La “dictadura del proletariado”, tal como la concibieron los padres fundadores del comunismo clásico en su tiempo, no se instaurado jamás en ningún sitio. Todas las que se autodenominaron de tal modo a lo largo del pasado siglo, no fueron en la práctica otra cosa que tiranías unipersonales, las cuales, con el apoyo, a veces, de la clase obrera, entre otros sectores más ingenuos o menos políticamente preparados de la población, asaltaron y se apoderaron del poder, para terminar luego ejerciendo la furia del estado, contra los mismos a quienes se ufanaban de representar; los obreros. Hay nombres que aún retumban en los oídos de la humanidad: Stalin, Mao Zedong, Josip Broz Tito, Nicolae Ceaucescu, Honecker, Pol Pot… como exponentes de esas autocracias que azolaron al mundo en su momento.
Algunas más sanguinarias y tristemente célebres que otras, como las de la Unión soviética, China y Kampuchea. Algunas más dolorosamente largas en el tiempo, como la que acumulando fracaso tras fracaso a lo largo de más de medio siglo, aún se aferra a los mandos de la maquinaria del gobierno en Cuba, a través de una gerontocracia militante que no brinda atisbos de querer permitirle a nuestro pueblo ni asomar la cabeza a lo que le pueden brindar los nuevos tiempos, sobre todo en cuanto a la tecnología de la comunicación. Como lo han venido demostrando en los últimos días, con la gran campaña que han organizado, tratando de demonizar al Internet luego del encarcelamiento de Alan Gross, un norteamericano cuyo único “crimen comprobado” ha sido el de proporcionar gratuitamente medios técnicos a algunos miembros de la sociedad civil, para que pudieran disfrutar de su derecho humano al libre acceso a la información. Algo por lo que en cualquier país genuinamente libre de la tierra, le habrían agradecido.

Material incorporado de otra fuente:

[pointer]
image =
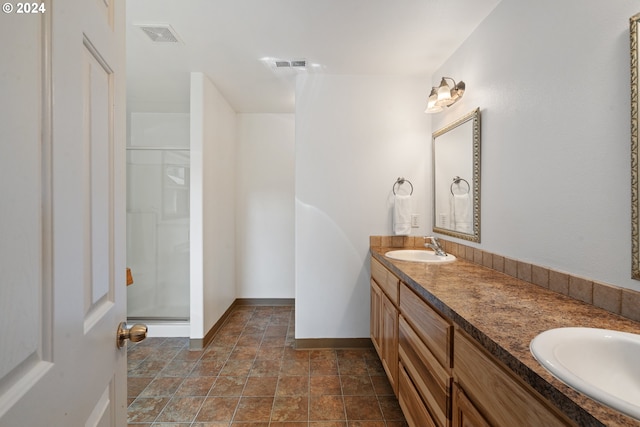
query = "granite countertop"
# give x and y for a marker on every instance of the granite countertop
(504, 314)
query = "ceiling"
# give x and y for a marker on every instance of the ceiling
(228, 40)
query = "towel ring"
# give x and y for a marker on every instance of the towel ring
(399, 182)
(456, 180)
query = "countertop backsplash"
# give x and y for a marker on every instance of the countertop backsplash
(617, 300)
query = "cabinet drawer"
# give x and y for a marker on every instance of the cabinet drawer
(511, 402)
(434, 330)
(412, 407)
(431, 380)
(387, 281)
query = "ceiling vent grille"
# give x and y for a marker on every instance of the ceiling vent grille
(160, 33)
(296, 63)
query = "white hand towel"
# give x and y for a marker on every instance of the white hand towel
(402, 215)
(461, 213)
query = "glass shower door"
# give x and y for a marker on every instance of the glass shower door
(158, 233)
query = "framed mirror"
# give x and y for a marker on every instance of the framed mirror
(635, 208)
(456, 178)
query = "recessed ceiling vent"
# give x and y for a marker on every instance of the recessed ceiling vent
(296, 63)
(160, 33)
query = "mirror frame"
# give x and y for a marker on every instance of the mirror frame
(473, 116)
(634, 28)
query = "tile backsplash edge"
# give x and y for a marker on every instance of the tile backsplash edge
(617, 300)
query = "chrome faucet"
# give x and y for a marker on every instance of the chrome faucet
(435, 245)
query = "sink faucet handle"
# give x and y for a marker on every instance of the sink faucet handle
(435, 245)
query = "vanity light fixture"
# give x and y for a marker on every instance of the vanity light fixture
(444, 96)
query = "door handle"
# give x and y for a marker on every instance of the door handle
(136, 333)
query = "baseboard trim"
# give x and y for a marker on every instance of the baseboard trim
(201, 343)
(265, 301)
(319, 343)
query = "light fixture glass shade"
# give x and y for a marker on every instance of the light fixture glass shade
(444, 94)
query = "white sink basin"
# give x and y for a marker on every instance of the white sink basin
(418, 255)
(603, 364)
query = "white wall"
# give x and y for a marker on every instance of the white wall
(355, 135)
(212, 234)
(265, 206)
(552, 81)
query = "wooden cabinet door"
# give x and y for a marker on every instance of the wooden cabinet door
(390, 341)
(464, 413)
(376, 317)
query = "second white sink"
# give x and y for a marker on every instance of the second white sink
(600, 363)
(418, 255)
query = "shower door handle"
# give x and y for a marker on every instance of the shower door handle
(136, 333)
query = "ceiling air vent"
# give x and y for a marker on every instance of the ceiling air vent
(160, 33)
(294, 63)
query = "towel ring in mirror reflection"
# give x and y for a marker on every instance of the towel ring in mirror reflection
(456, 180)
(399, 182)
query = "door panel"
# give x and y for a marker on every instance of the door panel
(62, 183)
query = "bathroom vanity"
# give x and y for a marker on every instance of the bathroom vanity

A los pueblos es fácil convencerlos y manipularlos y engañarlos, con la verborrea populista, que les dice siempre lo que quieren oír, a fin de estimularles, muchas veces hasta el arrebato, sus más bajas pasiones. De esto pueden dar fe los mejores maestros de ese campo en el transcurso del pasado siglo: Hitler, Mussolini, Fidel Castro y Mao, quienes se aprovecharon de una parte importante de los miembros de sus sociedades respectivas, para reprimir a los restantes, orquestando a un tiempo la propia anulación como individuos de los integrantes de ambos bandos. Pero todo aquello no podría lograrse si a la vez, no se le impone al pueblo el más férreo bloqueo a toda información que no se avenga con los intereses de los usurpadores del poder.
Es por eso, más que por cavernícolas, aunque también lo sean, que los integrantes del consejo de ancianos que personifican hoy en nuestro país la “dictadura del proletariado”, están empleando a fondo, tanto su maquinaria de sembrar terror, como sus medios técnicos y su dominio de la propaganda, para imponer la idea, entre los habitantes de la isla, de que lo que pretenden “los imperialistas y los enemigos de la patria”, ¡la patria que son ellos por supuesto!, es “conquistar” a Cuba a través de Internet, para anexarla a los Estados Unidos.
¿Serán, quienes defienden esa absurdidad, por seguir los mandatos de esa “cúpula”, sencillamente malintencionada; imbéciles o ingenuos?